Sociologicamente, dunque, il partito che nasce nell’agosto del 1892 è rappresentativo in modo indiscutibile di due componenti: quella del lavoro manuale, operaio e contadino, e quella “intellettuale“, cioè di lavoratori non manuali già borghesi, ma che hanno rifiutato la loro collocazione di classe originaria. Da questa sintesi deriva un fenomeno politico-sociale del tutto nuovo: quello dell’affacciarsi sulla scena politica nazionale di una porzione di classe dirigente che non coincide con le classi sociali tradizionali, tra cui la borghesia, e che è ad esse alternativa. Questa nuova porzione di classe dirigente nasceva da una frattura della borghesia ed ebbe un effetto a catena in quanto destinata a produrne una successiva, all’interno della stessa borghesia, tra una parte che si pose a combattere pregiudizialmente e intransigentemente questo nuovo soggetto politico; e una parte che tendeva a rendersi conto della necessità storica della nascita di questo nuovo soggetto e che si apprestava, in un modo o nell’altro, a fare i conti con esso, non escludendo neppure la possibilità di convergenze e alleanze sia pur temporanee.

Questo processo a catena rivelava l’affiorare di una reciproca consapevolezza politica: la sostanziale, anche se ancora non del tutto esplicitata, accettazione delle istituzioni dello Stato democratico con la cui formazione s’era compiuto il Risorgimento. Sia da parte della borghesia liberale, sia da parte del nascente movimento politico socialista, cominciava a manifestarsi il convincimento che le istituzioni dello Stato democratico costituivano un terreno irrefutabile di evoluzione politica, e insieme, il terreno sul quale era possibile il reciproco affermarsi e potenziarsi come soggetti determinanti, tanto nel conflitto sociale, quanto nella contesa politica.

All’opposto, sia la borghesia conservatrice o decisamente reazionaria, sia l’estremismo insurrezionale e intransigente, scorgono in queste istituzioni un ostacolo ai loro rispettivi disegni strategici. Per entrambi esso diviene un ostacolo da abbattere, in nome di idealità opposte, ma convergenti nel fine comune.

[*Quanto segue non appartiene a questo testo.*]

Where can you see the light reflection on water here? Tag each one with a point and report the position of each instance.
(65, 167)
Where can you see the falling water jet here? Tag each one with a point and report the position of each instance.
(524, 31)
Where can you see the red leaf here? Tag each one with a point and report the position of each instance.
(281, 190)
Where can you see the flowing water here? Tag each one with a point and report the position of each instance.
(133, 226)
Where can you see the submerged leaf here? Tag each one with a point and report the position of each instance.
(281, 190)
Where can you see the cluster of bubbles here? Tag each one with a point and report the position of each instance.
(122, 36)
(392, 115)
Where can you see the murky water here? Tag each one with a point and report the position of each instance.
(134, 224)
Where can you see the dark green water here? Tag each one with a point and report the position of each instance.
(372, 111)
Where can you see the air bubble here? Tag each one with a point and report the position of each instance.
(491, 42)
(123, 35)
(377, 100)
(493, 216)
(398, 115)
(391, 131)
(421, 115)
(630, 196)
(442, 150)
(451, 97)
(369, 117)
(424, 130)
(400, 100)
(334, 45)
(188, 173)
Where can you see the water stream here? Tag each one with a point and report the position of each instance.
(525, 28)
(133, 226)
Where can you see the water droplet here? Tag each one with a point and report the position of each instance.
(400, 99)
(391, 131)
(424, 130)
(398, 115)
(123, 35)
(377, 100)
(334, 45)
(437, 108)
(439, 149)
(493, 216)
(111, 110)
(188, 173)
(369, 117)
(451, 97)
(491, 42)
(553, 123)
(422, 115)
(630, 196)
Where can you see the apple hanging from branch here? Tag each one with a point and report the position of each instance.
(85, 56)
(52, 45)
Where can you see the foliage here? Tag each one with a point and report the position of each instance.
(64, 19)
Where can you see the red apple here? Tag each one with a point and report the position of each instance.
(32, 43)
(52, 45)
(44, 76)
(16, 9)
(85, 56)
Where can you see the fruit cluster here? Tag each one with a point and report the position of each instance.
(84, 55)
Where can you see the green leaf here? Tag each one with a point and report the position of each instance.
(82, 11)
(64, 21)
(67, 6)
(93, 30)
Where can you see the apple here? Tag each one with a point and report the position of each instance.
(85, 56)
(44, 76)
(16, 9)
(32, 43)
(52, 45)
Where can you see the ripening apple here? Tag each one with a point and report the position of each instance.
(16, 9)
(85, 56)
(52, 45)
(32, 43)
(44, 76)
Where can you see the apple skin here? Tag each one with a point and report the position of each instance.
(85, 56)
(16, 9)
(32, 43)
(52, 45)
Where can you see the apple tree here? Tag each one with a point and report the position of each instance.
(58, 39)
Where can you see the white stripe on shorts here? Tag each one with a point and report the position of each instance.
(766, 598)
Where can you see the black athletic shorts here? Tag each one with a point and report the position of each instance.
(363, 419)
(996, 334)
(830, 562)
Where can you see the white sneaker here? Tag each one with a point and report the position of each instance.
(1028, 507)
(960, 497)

Comincia così già a delinearsi, nell’ultimo decennio del XIX secolo, il profilo dello scontro politico fondamentale che si svilupperà nei decenni successivi: tra una destra e una sinistra che si contrasteranno nell’ambito di una concezione sostanzialmente comune di accettazione dell’impianto democratico dello Stato risorgimentale; e una destra e una sinistra che, apertamente o implicitamente, contrasteranno questa adesione, proponendosi di svellere o di modificare in senso autoritario l’organizzazione statuale.